Class: Parse::Embeddings::Qwen

Inherits:

Provider

Object
Provider
Parse::Embeddings::Qwen

show all

Defined in:: lib/parse/embeddings/qwen.rb

Overview

Qwen 3 embeddings provider. Targets Alibaba Cloud DashScope's OpenAI-compatible endpoint (/compatible-mode/v1/embeddings), which mirrors the OpenAI request envelope but speaks the qwen3-embedding-* model family.

Supported models — all three are Matryoshka-capable, so the dimensions: constructor kwarg truncates the returned vector to any width ≤ native:

qwen3-embedding-0.6b — 1024 dim native, ~32k input tokens.
qwen3-embedding-4b — 2560 dim native.
qwen3-embedding-8b — 4096 dim native.

The same three checkpoints are published open-weight on Hugging Face under Apache 2.0 (Qwen/Qwen3-Embedding-0.6B, etc.) — for self-hosted inference behind vLLM / Text Embeddings Inference / llama.cpp, use LocalHTTP instead and point it at your gateway.

== Asymmetric input types

Qwen3-Embedding is trained with an instruction-tuned head, but the DashScope compatible-mode endpoint does not currently accept an input_type / task request field.

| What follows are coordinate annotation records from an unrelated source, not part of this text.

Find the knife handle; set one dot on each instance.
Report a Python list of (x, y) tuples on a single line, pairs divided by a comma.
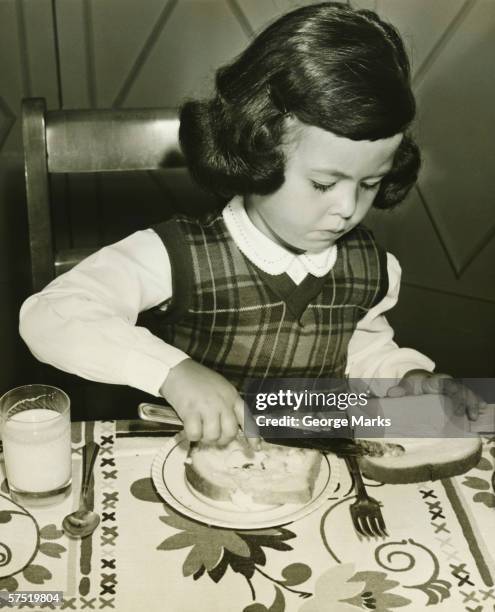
[(159, 413)]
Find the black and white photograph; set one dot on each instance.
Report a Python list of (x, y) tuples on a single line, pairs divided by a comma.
[(248, 315)]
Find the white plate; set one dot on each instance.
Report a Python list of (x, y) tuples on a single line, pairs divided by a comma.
[(168, 474)]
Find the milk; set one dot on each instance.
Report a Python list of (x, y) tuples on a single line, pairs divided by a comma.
[(37, 450)]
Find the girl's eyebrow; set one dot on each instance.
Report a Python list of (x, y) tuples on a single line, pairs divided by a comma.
[(340, 174)]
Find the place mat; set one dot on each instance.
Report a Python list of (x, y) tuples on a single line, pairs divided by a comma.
[(146, 556)]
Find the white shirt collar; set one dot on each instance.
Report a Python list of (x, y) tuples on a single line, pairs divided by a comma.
[(268, 255)]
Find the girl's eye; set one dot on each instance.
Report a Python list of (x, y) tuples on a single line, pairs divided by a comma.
[(322, 186), (371, 186)]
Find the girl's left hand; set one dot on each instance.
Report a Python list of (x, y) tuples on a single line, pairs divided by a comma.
[(420, 382)]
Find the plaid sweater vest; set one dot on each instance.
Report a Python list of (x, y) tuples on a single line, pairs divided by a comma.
[(236, 319)]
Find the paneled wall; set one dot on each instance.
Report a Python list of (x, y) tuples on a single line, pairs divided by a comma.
[(128, 53)]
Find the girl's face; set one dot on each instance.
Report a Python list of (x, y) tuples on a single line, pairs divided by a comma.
[(330, 184)]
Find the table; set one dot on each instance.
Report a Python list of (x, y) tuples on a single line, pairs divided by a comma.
[(144, 555)]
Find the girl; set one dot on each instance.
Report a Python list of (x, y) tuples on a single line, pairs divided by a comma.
[(307, 130)]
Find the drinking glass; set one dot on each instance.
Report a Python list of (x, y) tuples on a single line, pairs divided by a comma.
[(35, 430)]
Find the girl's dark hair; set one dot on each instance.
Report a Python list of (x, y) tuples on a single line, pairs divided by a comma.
[(340, 69)]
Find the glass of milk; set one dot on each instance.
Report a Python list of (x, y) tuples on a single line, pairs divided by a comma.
[(35, 431)]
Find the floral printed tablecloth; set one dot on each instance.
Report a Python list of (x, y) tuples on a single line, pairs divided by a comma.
[(144, 555)]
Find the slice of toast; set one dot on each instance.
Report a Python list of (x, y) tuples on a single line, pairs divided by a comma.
[(424, 459), (275, 475)]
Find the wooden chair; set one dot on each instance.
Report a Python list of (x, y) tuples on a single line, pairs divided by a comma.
[(82, 141), (88, 141)]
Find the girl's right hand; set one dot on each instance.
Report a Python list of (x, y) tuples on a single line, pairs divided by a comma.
[(209, 405)]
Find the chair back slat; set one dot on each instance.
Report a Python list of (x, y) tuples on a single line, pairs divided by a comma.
[(112, 140), (37, 193), (85, 141)]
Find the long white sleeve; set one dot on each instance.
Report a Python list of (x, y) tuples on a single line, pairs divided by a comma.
[(372, 353), (84, 321)]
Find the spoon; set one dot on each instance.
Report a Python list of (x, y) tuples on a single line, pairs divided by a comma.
[(83, 521)]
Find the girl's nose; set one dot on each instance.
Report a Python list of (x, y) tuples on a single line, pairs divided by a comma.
[(344, 202)]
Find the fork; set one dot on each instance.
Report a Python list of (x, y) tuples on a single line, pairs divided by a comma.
[(365, 511)]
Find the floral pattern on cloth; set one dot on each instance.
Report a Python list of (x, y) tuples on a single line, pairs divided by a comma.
[(342, 588), (24, 546), (479, 482)]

We therefore set supports_input_type? to false and drop the SDK-canonical input_type: kwarg at the wire — same posture as OpenAI and LocalHTTP. Callers who want query/passage asymmetry must wrap their text with an explicit instruction prefix client-side; the AS::N event still carries the requested input_type so cache keys remain stable.

Examples:

registration (DashScope International endpoint)

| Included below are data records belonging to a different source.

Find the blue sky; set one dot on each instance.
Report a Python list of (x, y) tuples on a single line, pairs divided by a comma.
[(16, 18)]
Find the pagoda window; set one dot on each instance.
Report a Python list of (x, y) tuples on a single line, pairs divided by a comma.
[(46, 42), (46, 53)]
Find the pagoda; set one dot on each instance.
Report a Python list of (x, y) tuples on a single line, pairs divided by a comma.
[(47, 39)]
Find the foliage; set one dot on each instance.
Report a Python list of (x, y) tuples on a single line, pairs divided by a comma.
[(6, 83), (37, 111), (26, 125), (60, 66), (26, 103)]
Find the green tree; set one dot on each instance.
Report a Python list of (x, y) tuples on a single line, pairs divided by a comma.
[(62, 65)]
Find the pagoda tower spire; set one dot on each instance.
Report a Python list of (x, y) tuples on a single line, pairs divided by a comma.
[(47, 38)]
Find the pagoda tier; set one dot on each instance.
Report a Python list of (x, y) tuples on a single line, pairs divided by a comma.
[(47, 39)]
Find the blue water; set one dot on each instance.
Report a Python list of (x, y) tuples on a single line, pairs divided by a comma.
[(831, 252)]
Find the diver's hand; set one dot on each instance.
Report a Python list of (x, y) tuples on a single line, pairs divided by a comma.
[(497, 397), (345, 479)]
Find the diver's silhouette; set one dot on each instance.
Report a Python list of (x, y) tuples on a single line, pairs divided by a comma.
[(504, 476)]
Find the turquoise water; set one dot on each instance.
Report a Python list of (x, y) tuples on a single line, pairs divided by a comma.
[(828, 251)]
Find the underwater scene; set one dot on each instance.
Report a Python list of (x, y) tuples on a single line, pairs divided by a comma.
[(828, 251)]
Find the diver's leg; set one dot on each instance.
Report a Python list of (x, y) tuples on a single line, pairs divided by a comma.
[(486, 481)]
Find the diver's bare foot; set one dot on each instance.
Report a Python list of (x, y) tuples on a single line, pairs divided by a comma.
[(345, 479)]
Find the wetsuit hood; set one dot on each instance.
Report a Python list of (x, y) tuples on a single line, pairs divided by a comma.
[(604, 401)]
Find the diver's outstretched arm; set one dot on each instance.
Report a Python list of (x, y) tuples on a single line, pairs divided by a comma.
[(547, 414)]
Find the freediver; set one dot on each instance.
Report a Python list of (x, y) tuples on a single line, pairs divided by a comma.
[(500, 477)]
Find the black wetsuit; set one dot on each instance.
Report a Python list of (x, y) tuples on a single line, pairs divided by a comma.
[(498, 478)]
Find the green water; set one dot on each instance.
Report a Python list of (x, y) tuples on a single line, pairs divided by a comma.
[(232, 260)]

Parse::Embeddings.register(:qwen,
  Parse::Embeddings::Qwen.new(
    api_key: ENV.fetch("DASHSCOPE_API_KEY"),
    model:   "qwen3-embedding-8b",
  ))

Matryoshka truncation

Parse::Embeddings::Qwen.new(
  api_key: ENV.fetch("DASHSCOPE_API_KEY"),
  model:      "qwen3-embedding-8b",
  dimensions: 1024,  # truncate from 4096 → 1024
)

Defined Under Namespace

Classes: AuthenticationError, BadRequestError, RateLimitError, TransientError

Constant Summary collapse

DEFAULT_BASE_URL = Default to the international compatible-mode host. Operators in mainland China should override to https://dashscope.aliyuncs.com/compatible-mode/v1.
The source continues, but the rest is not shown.